The PMI reading remained unchanged at 47.1 in December, marking its twenty-first consecutive month of contraction as indicated by the sub-50.0 reading. Besides that, the index averaged 47.1 in 4Q16, which is markedly lower than the 48.0 reading registered in 3Q16. The tepid domestic economy and volatile external demand remain the factors that weighed down on the manufacturing sector.

The sub-groups of new orders, output, and stocks of purchases extended their decline in December. On a positive note, employment level rose for the fourth month though at a softer pace.

New orders continue its unabated decline in December. A slide in demand from both domestic and external front has led to the weak performance of new orders. In particular, new export orders fell at the sharpest rate in six months amidst stiff competition and weak global economy.

Production extended its downward trend in December in tandem with the fall in new orders. Manufacturers reported the uncertain economic conditions as the main reason behind the falling production. We believe it would be a long road ahead before the production could regain its recovery momentum and return to a stronger level.

New employment increased for the fourth month in December, though the pace of increase has started to ease. While the resilience in employment could reflect a lag effect, the persistent deterioration in manufacturing operating conditions might put a damper on the long term employment growth in the sector.
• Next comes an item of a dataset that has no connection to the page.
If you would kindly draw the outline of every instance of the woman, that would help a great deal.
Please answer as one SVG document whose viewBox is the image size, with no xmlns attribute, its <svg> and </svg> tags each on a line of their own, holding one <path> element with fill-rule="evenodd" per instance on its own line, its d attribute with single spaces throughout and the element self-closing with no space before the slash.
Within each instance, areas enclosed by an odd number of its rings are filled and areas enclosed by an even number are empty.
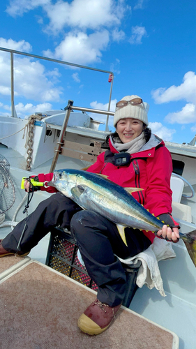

Stocks of purchases declined at a rate sharper than the 19-month average in December. In addition, input prices surged at the steepest rate in the series history mainly due to the sharp depreciation of the ringgit. Consequently, manufacturers raised the charges for their clients for the second consecutive month.

Solid global PMI performance. In contrast, the global PMI along with the index of most major economies showed strong and sustained manufacturing performance. The global PMI reading in December rose to 52.7 from 52.1 in November. Among world major economies, the Eurozone December PMI reading jumped to a more than five-year high of 54.9 in December from 53.7 in November. The Caixin China Manufacturing PMI also climbed to 51.9 from 50.9 in November. Similarly, Japan manufacturing sector expanded for the fourth month with its PMI reading recorded at 51.9 in December (November: 51.3).

The Baltic Dry Index (BDI) fell to 961 in December from 1204 in November. The Baltic Dry Index, which measures the transportation cost of raw materials, is a leading indicator of global trade, like the PMI. We believe the December weakness was heavily influenced by seasonal factors as the index usually peaks towards the end of the year from a low of around 300 earlier

Outlook

Improved outlook for 2017, downside risks remain. With the latest weak PMI data, we reiterate our view for an expected growth moderation in manufacturing output that would subsequently weigh on GDP growth in 4Q16. For this reason, we had, in November, revised down our 4Q16 GDP forecast to 4.3% from 4.7%. Going forward, we anticipate a further recovery in domestic demand to lend some support to the embattled manufacturing sector and lift its overall growth. Nevertheless, we see the volatile consumer spending constrained by high household debt and the uncertain global economic conditions to pose downside risks to the growth in manufacturing sector. We thus believe that any recovery in the manufacturing sector in 2017 would be gradual and modest at best. Hence, we project Malaysia’s GDP growth to nudge up slightly to 4.5% in 2017 from an estimated 4.2% last year.